The expect methods that register an error report do so via a supplied error report function that produces an error report. The report is added to the supplied container. These expect methods should be used if an error recovery type parser is required, as opposed to a fail on first error parser.

Due to the compact representation of the scanned token data, obtaining the code span of a token's text must be performed by iterating from the start of the arrays. When using the ScannerApiScannedTokens adaptor class, the current code span is maintained for immediate use. Due to this, the current code span may be accessed without any performance penalty.

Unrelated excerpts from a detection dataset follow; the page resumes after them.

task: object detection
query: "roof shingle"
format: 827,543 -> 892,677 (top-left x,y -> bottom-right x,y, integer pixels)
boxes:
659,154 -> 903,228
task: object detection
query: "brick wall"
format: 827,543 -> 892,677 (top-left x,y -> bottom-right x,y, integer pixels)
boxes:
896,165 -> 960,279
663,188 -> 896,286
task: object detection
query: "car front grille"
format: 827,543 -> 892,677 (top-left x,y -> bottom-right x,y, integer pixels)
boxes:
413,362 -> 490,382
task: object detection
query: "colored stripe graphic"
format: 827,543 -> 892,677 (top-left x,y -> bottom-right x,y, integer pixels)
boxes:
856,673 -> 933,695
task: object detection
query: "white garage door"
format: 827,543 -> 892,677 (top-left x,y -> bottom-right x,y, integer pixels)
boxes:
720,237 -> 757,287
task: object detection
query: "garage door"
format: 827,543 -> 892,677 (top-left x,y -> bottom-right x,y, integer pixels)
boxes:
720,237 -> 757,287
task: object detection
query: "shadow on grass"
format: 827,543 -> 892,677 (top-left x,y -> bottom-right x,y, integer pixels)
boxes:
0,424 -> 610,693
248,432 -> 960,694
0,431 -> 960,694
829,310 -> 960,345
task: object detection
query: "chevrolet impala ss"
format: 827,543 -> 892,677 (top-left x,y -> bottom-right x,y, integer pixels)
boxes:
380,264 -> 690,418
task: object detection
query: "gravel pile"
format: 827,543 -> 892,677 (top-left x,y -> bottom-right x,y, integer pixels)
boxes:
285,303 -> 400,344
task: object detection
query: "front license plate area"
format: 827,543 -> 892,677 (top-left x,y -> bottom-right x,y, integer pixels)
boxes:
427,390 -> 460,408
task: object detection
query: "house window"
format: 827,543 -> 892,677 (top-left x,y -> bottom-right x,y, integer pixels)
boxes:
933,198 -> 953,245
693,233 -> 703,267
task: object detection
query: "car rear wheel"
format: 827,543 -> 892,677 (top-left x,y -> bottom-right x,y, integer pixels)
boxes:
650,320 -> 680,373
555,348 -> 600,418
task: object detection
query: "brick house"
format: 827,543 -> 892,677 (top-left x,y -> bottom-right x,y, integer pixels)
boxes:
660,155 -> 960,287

The scanner API also provides classification methods for the current token and token specified by a marker:

Random access

If random access to the scanned token data and code spans is required for other uses, the RandomAccessScannedTokens adaptor class may be used to pre-calculate the code spans. When instantiated, this class iterates over the token set and calculates all the code spans. Due to this, the RandomAccessScannedTokens class has a higher memory overhead than the ScannerApiScannedTokens class.

Iteration

When iteration is required over the scanned tokens, this third adaptor class is provided for such applications. The IterativeScannedTokens adaptor class provides standard C++ iterators onto the scanned tokens.

Scanning

#include <Balau/Lang/Common/AbstractScanner.hpp>

In order to create a ScannedTokens data structure from some input source code text, a scanner implementation is required. Balau provides an AbstractScanner base class. Concrete implementations of this class implement the getNextToken abstract method in order to provide the scanning logic.

The AbstractScanner class provides the public scanner api, consisting of the single scan method, and a set of protected utility methods used by implementing classes.

The fundamental utility methods used by implementing classes are the readNextChar and putBackCurrentChar methods. These manage character reading and end of file handling.

Other utility methods including string and whitespace extraction. Also included is a calculateCurrentCodeSpan method which can be used for error reporting.

Parsing

To create a recursive descent parser in pure C++ using the Balau parser utility classes, it is sufficient to pass in an instance of the ScannerApiScannedTokens class into the parser constructor and access the scanner API from within the production methods.

The PropertyParser class is an example of a parser in the Balau library. A single public method parse is provided in each class. This method calls the root production methods in order to initiate the recursive descent parsing.

Classes

The following classes are defined in the parsing utilties.

Class name Description
ScannedTokens<TokenT> The data structure produced by scanners. Contains the input source text, the scanned tokens, and the start offsets.
ScannerApiScannedTokens<TokenT> A scanner API adaptor over the ScannedTokens data structure.
RandomAccessScannedTokens<TokenT> A random access adaptor over the ScannedTokens data structure.
IterativeScannedTokens<TokenT> An iterative adaptor over the ScannedTokens data structure.
AbstractScanner<TokenT> The base class of scanner implementations.
ScannedToken<TokenT> A single scanned token returned from the scanner API, containing the token, the text, and the code span.
CodeSpan Contains two code positions which together indicate a span of code.
CodePosition Represents a line/column position in the source code text.